Le télétravail présente également d’autres aspects positifs, notamment la réduction des coûts de fonctionnement. À tel point que certaines sociétés font désormais le choix du télétravail à 100 %. Elles n’ont plus de bureaux, tous les employés travaillent à distance. C’est le cas de Platform.sh, un acteur du cloud. L’entreprise a même réalisé une enquête interne pour mesurer les avantages de son modèle.

Télétravail à 100 %, étude de cas

Platform.sh compte 200 employés, répartis dans 32 pays et 14 fuseaux horaires. Le modèle du télétravail à 100 % lui permet donc de recruter les meilleurs talents, où qu’ils se trouvent dans le monde. Cela limite également ses coûts en matière d’infrastructure. Les économies réalisées sont de :

  • 50 % / an, par rapport à une situation où tous les employés travailleraient dans des locaux à San Francisco
  • 30 % / an, par rapport à une équipe située en totalité à Paris

Cette logique bénéficie également aux employés, qui sont 85,8 % à gagner au moins une heure par jour depuis qu’ils n’ont plus à prendre les transports en commun pour aller travailler. Du point de vue financier, les économies réalisées sont en moyenne de 7 500 € par an et par employé (sommes liées aux voyages, trajets et dépenses quotidiennes).

Le quotidien des employés en télétravail total

L’enquête de Platform.sh met également l’accent sur les avantages liés à l’environnement de travail et à la qualité de vie. Ainsi :

  • 83,6 % des salariés apprécient de travailler avec des collègues internationaux
  • 69,6 % estiment gagner en indépendance
  • 57,1 % apprécient de pouvoir travailler d’où ils le souhaitent

Ils sont également 58,9 % à faire plus de sport. Chacun peut également organiser son travail comme il le souhaite. Soit sur un rythme défini à l’avance, soit en fonction de ses propres échéances.

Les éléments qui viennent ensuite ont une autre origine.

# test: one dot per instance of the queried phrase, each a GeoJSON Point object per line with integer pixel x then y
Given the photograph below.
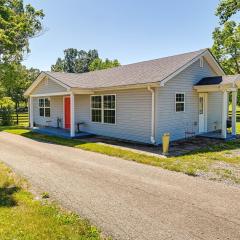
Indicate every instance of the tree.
{"type": "Point", "coordinates": [75, 61]}
{"type": "Point", "coordinates": [99, 64]}
{"type": "Point", "coordinates": [226, 47]}
{"type": "Point", "coordinates": [226, 9]}
{"type": "Point", "coordinates": [18, 23]}
{"type": "Point", "coordinates": [14, 80]}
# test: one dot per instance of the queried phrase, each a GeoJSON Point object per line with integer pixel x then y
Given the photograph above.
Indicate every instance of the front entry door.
{"type": "Point", "coordinates": [202, 112]}
{"type": "Point", "coordinates": [67, 112]}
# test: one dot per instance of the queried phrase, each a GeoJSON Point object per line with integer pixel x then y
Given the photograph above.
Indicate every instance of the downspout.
{"type": "Point", "coordinates": [153, 140]}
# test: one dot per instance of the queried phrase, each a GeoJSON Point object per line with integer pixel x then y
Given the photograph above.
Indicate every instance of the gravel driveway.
{"type": "Point", "coordinates": [125, 199]}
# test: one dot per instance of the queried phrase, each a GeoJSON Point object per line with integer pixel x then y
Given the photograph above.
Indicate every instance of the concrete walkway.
{"type": "Point", "coordinates": [125, 199]}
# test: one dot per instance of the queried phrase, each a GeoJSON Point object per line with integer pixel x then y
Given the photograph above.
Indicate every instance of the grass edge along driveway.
{"type": "Point", "coordinates": [204, 162]}
{"type": "Point", "coordinates": [24, 217]}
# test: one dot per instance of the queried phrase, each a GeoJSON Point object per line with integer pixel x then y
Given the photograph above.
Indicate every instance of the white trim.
{"type": "Point", "coordinates": [44, 107]}
{"type": "Point", "coordinates": [206, 54]}
{"type": "Point", "coordinates": [102, 108]}
{"type": "Point", "coordinates": [153, 140]}
{"type": "Point", "coordinates": [50, 94]}
{"type": "Point", "coordinates": [180, 102]}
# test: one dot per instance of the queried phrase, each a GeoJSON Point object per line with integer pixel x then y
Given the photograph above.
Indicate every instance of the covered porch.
{"type": "Point", "coordinates": [55, 114]}
{"type": "Point", "coordinates": [214, 119]}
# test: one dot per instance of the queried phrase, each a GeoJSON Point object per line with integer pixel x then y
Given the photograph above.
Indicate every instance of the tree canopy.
{"type": "Point", "coordinates": [98, 64]}
{"type": "Point", "coordinates": [18, 23]}
{"type": "Point", "coordinates": [80, 61]}
{"type": "Point", "coordinates": [226, 46]}
{"type": "Point", "coordinates": [15, 79]}
{"type": "Point", "coordinates": [226, 9]}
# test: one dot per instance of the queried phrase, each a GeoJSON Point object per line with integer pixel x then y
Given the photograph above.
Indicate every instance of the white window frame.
{"type": "Point", "coordinates": [44, 107]}
{"type": "Point", "coordinates": [184, 105]}
{"type": "Point", "coordinates": [102, 108]}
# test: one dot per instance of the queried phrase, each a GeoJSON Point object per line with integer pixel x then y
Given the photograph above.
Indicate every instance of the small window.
{"type": "Point", "coordinates": [103, 109]}
{"type": "Point", "coordinates": [109, 109]}
{"type": "Point", "coordinates": [180, 102]}
{"type": "Point", "coordinates": [44, 107]}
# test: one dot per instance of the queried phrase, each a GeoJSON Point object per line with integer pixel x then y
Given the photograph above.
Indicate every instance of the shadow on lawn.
{"type": "Point", "coordinates": [6, 196]}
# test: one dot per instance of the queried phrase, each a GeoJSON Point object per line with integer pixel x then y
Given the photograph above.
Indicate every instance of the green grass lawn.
{"type": "Point", "coordinates": [205, 162]}
{"type": "Point", "coordinates": [24, 218]}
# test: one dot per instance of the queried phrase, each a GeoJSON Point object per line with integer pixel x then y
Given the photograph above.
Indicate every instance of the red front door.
{"type": "Point", "coordinates": [67, 112]}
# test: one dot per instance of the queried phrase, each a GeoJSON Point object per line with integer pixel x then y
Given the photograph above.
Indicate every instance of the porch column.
{"type": "Point", "coordinates": [224, 114]}
{"type": "Point", "coordinates": [234, 111]}
{"type": "Point", "coordinates": [30, 111]}
{"type": "Point", "coordinates": [72, 101]}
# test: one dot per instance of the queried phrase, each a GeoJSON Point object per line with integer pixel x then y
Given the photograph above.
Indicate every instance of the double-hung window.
{"type": "Point", "coordinates": [103, 109]}
{"type": "Point", "coordinates": [44, 107]}
{"type": "Point", "coordinates": [180, 102]}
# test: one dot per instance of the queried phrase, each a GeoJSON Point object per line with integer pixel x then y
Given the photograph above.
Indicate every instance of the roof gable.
{"type": "Point", "coordinates": [157, 71]}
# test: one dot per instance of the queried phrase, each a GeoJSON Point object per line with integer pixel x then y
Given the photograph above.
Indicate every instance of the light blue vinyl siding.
{"type": "Point", "coordinates": [177, 123]}
{"type": "Point", "coordinates": [133, 115]}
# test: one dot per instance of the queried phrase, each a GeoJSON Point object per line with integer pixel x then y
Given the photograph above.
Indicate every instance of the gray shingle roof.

Les limites du télétravail à 100 %

Si les chiffres présentés par Platform.sh sont éloquents, son modèle semble pourtant difficilement reproductible pour la majorité des entreprises. En premier lieu parce que le télétravail à 100 % n’est pas compatible avec tous les domaines d’activité.

Dès qu’il y a des chaînes de production ou un lien physique avec le client, par exemple. Il y aurait donc une différence radicale d’environnement de travail entre les employés sur site et ceux en télétravail total. Cela compliquerait alors la diffusion, et l’adoption, d’une culture d’entreprise commune.

Télétravail et relations humaines

De plus le télétravail à 100 % ne convient pas à tous les caractères, et les deux confinements de 2020 le montrent bien. Certaines personnes ont besoin d’interactions sociales concrètes avec leurs collègues, ou bien simplement de séparer nettement leur lieu de vie et leur lieu de travail. Une entreprise qui propose donc un télétravail massif devrait donc faire de ce point un sujet majeur dans le processus de recrutement.

La question de l’engagement collaborateur prend également une toute autre envergure. Il est nécessaire de trouver des manières différentes d’impliquer les employés dans le quotidien de l’entreprise, d’autres façons de marquer le partage de valeurs communes. Cela peut certes passer par l’onboarding à distance ou des plateformes d’engagement collaborateur. Mais diffuser et ancrer une culture d’entreprise commune doit alors être, encore plus que pour les entreprises classiques, au cœur des préoccupations RH et managériales.